Стихи и проза | Геростратова слава |
|
Тары – бары
Посвящается Константину Кузьминскому
– А мой-от чево откалясил. Намедни приходит и, сапог не снявши, Верунчик – ей значит, говорит: махнём на етот... как его... Сихилин. Ну, думаю, страмота-то какая, ругательство новое какое завёл. Я было-то уши затыкать – ну, щас пойдёт, – думаю. А она-то – невестка моя – эдак спокойненько ему поперёк: а чево, говорит, я там не видала? А мой-от так и стелется: махнём на рыбу, дальние края всякие, интересно. Ишь, интересу много нашёл – я так думаю – на Сихилин какой-то да ещё на рыбу, когда тут её в магазине лови сколь хошь – только деньги давай. И она это, значит, ему опять поперёк. У меня, говорит, платьев восемь штук и всё новые, ни разу пошти не одёваные. И где я их там носить-то буду. В окияне что ли твоём? Невестка у меня шибко фасонистая. Всё б ей игде музыка грает и где ухажёры, как мухи липнуть...

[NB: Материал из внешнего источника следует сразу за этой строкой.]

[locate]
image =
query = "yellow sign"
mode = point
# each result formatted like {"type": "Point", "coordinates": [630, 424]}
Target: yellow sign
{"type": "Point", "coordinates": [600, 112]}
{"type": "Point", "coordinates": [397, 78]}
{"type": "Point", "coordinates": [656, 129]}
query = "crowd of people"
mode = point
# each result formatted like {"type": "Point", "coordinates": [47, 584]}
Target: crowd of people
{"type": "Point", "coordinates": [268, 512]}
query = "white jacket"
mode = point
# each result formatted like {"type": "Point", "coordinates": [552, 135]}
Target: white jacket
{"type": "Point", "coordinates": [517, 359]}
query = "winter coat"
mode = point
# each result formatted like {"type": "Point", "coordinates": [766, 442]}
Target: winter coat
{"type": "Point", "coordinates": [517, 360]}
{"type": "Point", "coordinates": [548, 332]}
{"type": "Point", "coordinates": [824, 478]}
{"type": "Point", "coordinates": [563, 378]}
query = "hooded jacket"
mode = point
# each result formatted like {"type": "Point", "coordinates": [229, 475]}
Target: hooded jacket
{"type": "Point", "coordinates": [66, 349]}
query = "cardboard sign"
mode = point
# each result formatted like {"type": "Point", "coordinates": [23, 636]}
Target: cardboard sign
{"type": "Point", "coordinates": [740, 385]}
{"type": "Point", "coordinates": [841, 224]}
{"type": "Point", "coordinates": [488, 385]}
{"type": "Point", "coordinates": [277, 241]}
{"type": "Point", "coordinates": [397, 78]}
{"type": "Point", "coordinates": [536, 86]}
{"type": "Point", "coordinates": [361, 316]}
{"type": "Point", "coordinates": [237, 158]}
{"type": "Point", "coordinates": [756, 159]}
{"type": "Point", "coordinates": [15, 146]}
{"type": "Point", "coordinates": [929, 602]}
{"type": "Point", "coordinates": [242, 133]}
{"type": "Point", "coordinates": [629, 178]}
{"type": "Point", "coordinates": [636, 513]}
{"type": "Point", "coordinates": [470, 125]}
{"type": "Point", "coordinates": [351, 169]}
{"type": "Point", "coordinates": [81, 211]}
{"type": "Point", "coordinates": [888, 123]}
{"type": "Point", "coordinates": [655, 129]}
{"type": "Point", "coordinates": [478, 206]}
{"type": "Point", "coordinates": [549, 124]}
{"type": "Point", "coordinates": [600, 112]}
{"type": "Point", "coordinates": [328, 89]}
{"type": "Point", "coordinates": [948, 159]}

– И-и-и ни говори, матушка. У тебя што? У тебя ничего ещё. Радоваться можно: люди как люди. Про Сахилины всякие думают да про обновки. А у меня-то, милая моя, не приведи Господь. Дочечка моя как свечечка гаснет. Гаснет и гаснет. Маленькой была, что поиграть, что побегать – на всё гораздо была. А теперь и-и-и... не приведи Господь. Всё планты чертит. На работе чертит-чертит, дома чертит-чертит. Я, как дома-то её нет, подойду к ентой доске окаянной: линии, смотрю, всё по линеечке сделаны. Какая чёрная, какая синяя, а какая и красная. Буковки все как игрушечки нарисованы. Думаю, пока тебя нет, так нарисовала бы за тебя, чтоб пришла да отдохнула бы сколько-нибудь. Дак ведь кабы знать, где тут рисовать-то можно. Душа-то моя материнская вся изболелась глядючи на неё. Как лобик-то наморщит, как встанет у доски ентой, карандашик зубами всё давит и давит. Я уж уйду на кухню, поплачу, вернусь, а она-то бедная всё и стоит так. А зятёк у меня тихонькой такой. Придёт – ну, ровно мышка прошмыгнёт. Скрипочку свою на место поставит. Вы, говорит, Марья Степановна, отдохните – устали за день. Я, говорит, Танечке всё подогрею и накормлю её. Всё, родимый, сделает. Принесёт ей – покушай Танечка. А Танечка, моя болезная, ложку зачерпнёт, а сама стоит – вся в ентом планте. И зятёк карандашик возьмёт и тож станет, аккурат коло доски ентой. Да што ему, болезному, стоять, коли токо на скрипочке водить палочкой умеет. Всё ума не наберусь: когда они Витеньку-то сделать успели. Через планты-то об ентом и подумать-то некогда...
– Баб, баб! Сопли!..
– Ну, иди сюды, миленький, утру носик-то. Ишь, скоко нашмурыгал-то. И всё зелёненькие. Ну, иди ишо поиграйся.
– Так вот. Я не досказала. А мой-от сынок говорит ей: не хошь – чёрт с тобой! И ушёл из дому. А пришёл – ноги не держат и в дверь не попасть. Где, говорит, Верка, платья твои? Щас я их пластать начну. Мамке, говорит, на лоскутное одеяло пущщу...
Гляди-ка, Степановна, Витька-то штаны снял, стручок вынул. Прилаживается.
– Витенька, внучёк, ты што?!. Да рази можно так-то это?!.. Натягай скорей штанишки-то – домой пойдём.
– Ладно, Степановна, пошла я. Горох-от я тебе занесу. Потом. У меня стаканов пять осталось.